Nur, warum möchte Erdogan eine Bewegung der Macht hin zum Präsidenten? Weil er in seiner letzten Amtszeit als Premier steckt und eine Weiterführung seiner Herrschaft als Präsident plant. Wirft auf die Minizugeständnisse an die Kurden und das Brechen der Macht des Militärs unter dem Mantel der EU-Beitrittsverhandlungen ein entsprechendes Licht…

Mustafa Güner
Mustafa Güner
11 Jahre zuvor

Chapeau.
Der Beitrag ist klasse

Arnold Voss
Arnold Voss
11 Jahre zuvor

Edogan steht kulturell in der Tradition eines autoritären und patriachalischen Islam während er zugleich ein ökonomischer Mordernisierer ist. Die ökonomische Modernisierung konnte jedoch nicht ohne eine weitere kulturelle Liberalisierung von statten gehen und das musste irgendwann für den Traditionalisten Erdogan zum Problem werden. Ja für die gesamte türkische Gesellschaft überhaupt.

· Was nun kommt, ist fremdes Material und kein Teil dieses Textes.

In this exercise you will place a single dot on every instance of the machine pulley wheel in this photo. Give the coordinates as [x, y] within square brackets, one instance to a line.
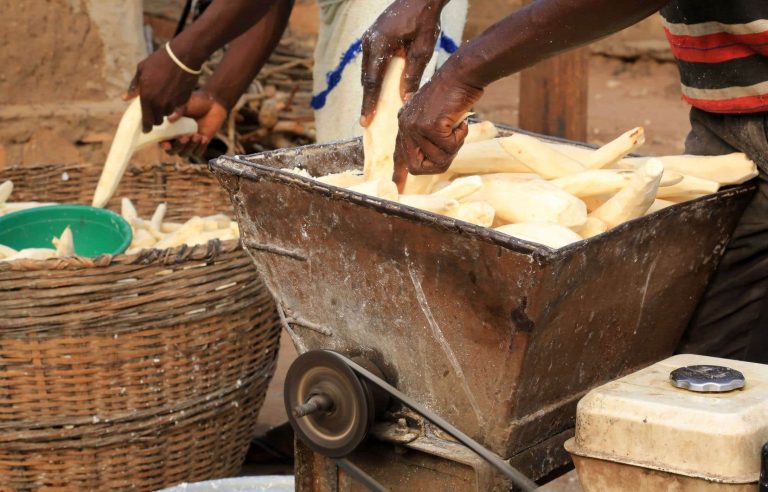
[328, 406]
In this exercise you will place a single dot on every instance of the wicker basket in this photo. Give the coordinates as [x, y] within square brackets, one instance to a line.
[131, 372]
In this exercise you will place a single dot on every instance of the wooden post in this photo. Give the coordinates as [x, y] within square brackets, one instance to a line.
[553, 96]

Die ökonomische Modernisierung der Türkei war und ist aber die Voraussetzung für Erdogans Ziel, die Türkei zur führenden Regionalmacht im Nahen Osten zu machen, womit er gleichzeitig auch den von ihm politisch entmachteten Militärs eine neue Aufgabe zuweist, die deren politischen Machtverlust auszugleichen in der Lage wäre.

Diese regionale Führungsrolle und die damit verbundene „Reosmanisierung“ der Türkei verlangt zugleich, dass der Konflikt mit den Kurden dauerhaft gelöst wird. Eine innere Front kann sich die Türkei aus dieser Perspektive einfach nicht länger erlauben, und das weiß keiner besser als Erdogan.

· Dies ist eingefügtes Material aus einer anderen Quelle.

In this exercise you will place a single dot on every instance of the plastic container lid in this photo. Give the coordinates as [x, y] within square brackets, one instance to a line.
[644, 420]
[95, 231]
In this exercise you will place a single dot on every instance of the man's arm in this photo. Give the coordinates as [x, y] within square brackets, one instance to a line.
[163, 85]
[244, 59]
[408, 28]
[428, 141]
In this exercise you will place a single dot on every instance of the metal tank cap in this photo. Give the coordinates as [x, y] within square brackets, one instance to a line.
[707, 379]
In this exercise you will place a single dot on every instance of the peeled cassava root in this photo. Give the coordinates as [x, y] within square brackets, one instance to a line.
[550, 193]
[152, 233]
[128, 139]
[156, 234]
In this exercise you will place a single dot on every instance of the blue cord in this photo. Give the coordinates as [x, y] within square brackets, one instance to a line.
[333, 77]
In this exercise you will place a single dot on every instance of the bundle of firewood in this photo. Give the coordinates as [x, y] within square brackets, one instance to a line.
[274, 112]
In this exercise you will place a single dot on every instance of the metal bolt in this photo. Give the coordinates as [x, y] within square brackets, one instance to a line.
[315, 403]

Er ist aber gerade als bekennender Nationalist und islamischer Traditionalist in der Lage die Versöhnung mit den Kurden durchzusetzen, ohne sein politische Macht zu verlieren. Genauer gesagt erdulden seine Anhänger diesen Teil seiner Politik weil sie in ihm zugeich eine Garant für ihre religiös-kulturelle Tradition sehen.

Erdogan befindet sich also in einer von ihm selbst geschaffenen Zwickmühle und hat obendrein die Stärke der neuen zivilgesellschaftlichen Kräfte unterschätzt. Hoffentlich wird ihm klar, dass er diese Kräfte nicht mehr mit Gewalt zurück halten kann.

mir
mir
11 Jahre zuvor

Es ist hauptsächlich die kurdische Landbevölkerung, die die AKP Partei von Erdogan zur Mehrheit im Parlament geführt hat. Um einen gesellschaftspolitischen Wandel herbeizuführen muss jetzt wohl vor allem diese Bevölkerung in der Oppositionspolitik Thema sein.

Gute Bilder auch hier von Kollegen auf FB
https://www.facebook.com/knuraydin/media_set?set=a.10151534056509263.1073741824.639619262&type=1

https://www.facebook.com/photo.php?fbid=10151659907965479&set=a.10151659907690479.1073741829.731930478&type=1&theater

Helmut Junge
Helmut Junge
11 Jahre zuvor

@MIR, „Es ist hauptsächlich die kurdische Landbevölkerung, die die AKP Partei von Erdogan zur Mehrheit im Parlament geführt hat. “
Das überrascht mich, weil ich bisher glaubte, es sei genau umgekehrt.

@Arnold, „Mordernisierer“ wird wohl ein Schreibfehler sein.
Wegen des obigen Satzes von @Mir traue ich mich kaum noch die Lage in der Türkei zu diskutieren. Ob Erdogan „obendrein die Stärke der neuen zivilgesellschaftlichen Kräfte unterschätzt hat“, halte ich jetzt nicht mehr für sicher. Vielleicht sind die gar nicht so groß, wie sie erscheinen, und Erdogan weiß das?
Vielleicht ist die Idee mit dem Referendum gar kein Spiel, sondern Kalkül?

Arnold Voss
Arnold Voss
11 Jahre zuvor

Ein interessanter Schreibfehler, nicht wahr? Aber doch ein Schreibfehler. Das Referendum ist laut türkischer Verfassung gar nicht möglich, wenn das Gericht erst einmal Ja zum Bauprojekt gesagt hat. So schreibt zumindest die türkische Zeitung Hürriyet.Ich denke, dass Erdogan die Protestbewegung hinhalten und zugleich spalten will. Der Mann ist mit allen politischen Wassern gewaschen.